Sophomore business majors Matthew Kinash, Matthew Allen and Jackson Sterrett, who won last semester’s DCU Innovation Contest with their app StockToMe, received an Honorable Mention award of $2,000.
Other Honorable Mention prizes went to USuccess (senior business majors Kaitlyn Catron, Kyle Knapp, Mikaela Murphy and Nyna Pendkar and junior business major Anna Kouadio); Vital Sensing Patch (junior biomedical engineering majors Thang Do and Haris Kum and alum Wynn Wiggins ’18, ’21); and UML Japanese Student Association (junior business major Mina Lam).
MetaLingual, an immersive virtual reality experience that promotes language learning, was voted Fan Favorite and received $1,000. The team includes computer science majors Aiman Baig and Zuhair Shaikh, electrical engineering majors Haris Waqar and Samuel Lugo, language studies major Nihal Chaudhary and business major Isa Ahmed.
Rist and Wilson were joined on the judges panel by Lorna Boucher ’86, chief marketing officer at Instinet; Roger Cressey ’87, partner at Mountain Wave Ventures; and Maura Walsh ’80, former president of Hospital Corporation of America’s Gulf Coast Division.

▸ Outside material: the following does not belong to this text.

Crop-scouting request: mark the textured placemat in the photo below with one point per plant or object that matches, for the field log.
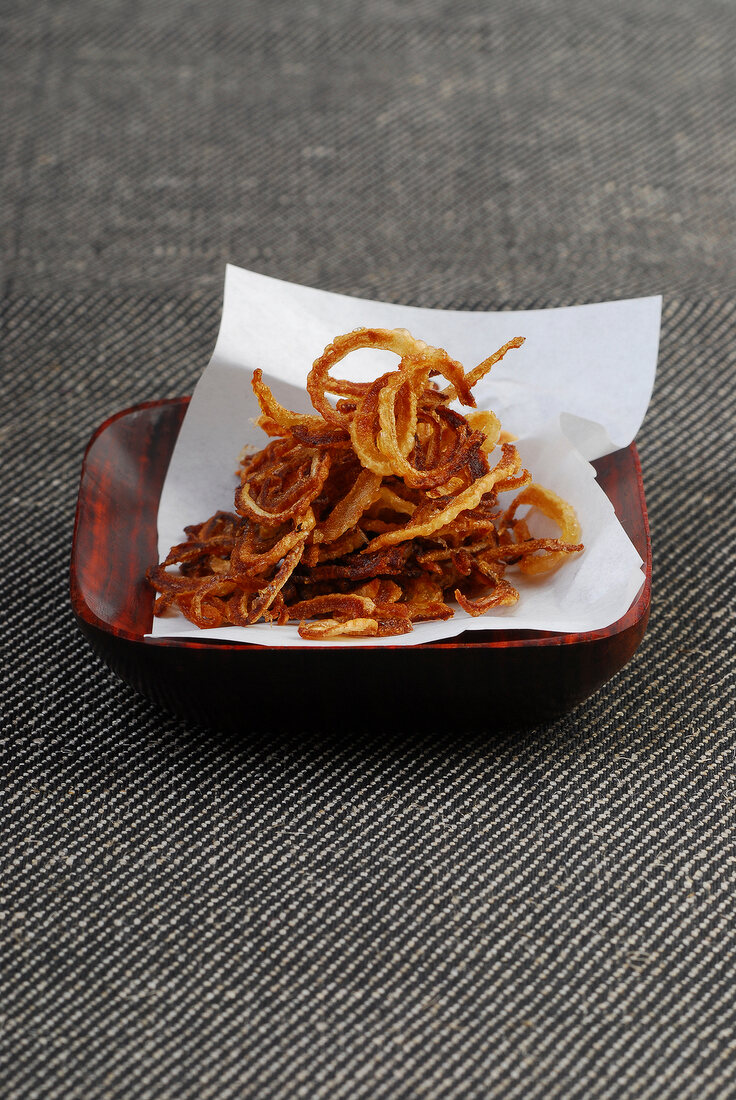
(417, 913)
(460, 149)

“What you see with these students is a tremendous entrepreneurial commitment, tremendous ideas and a willingness to take a risk. As they get into their professional lives, taking risks is going to be so important,” said Cressey, a political science alum who was serving as a judge for the second time. “It gives me hope, and it’s just a reflection of how well the university is doing.”
Chancellor Jacquie Moloney was a driving force behind the creation of the DifferenceMaker program, which launched in 2011 as a way to engage UML students in creative problem-solving, innovation and entrepreneurship. She encouraged all participants “to take what you learned from this experience no matter where you go, in whatever job you have.”
Rist, the program’s namesake and chair of the Rist Family Foundation, praised Holly Lalos, the institute’s director, and her team for their work.
“It seems like the competition, the ideas and the creativity get better and better and stronger and stronger every year,” he said.
Corporate sponsor Foley & Lardner LLP, where engineering alum Chris McKenna ’89 is office managing partner, is providing $15,000 of in-kind legal services to the winning teams.
Iskandar, who said his left knee was shaking so badly during his Amara pitch that “I thought I was going to break the stage,” said the DifferenceMaker experience was an “exponential” help with their app.
“This program allowed us to break down the content that we had and essentially let us grow and evolve,” he said. “We couldn’t have done it without DifferenceMaker’s guidance.”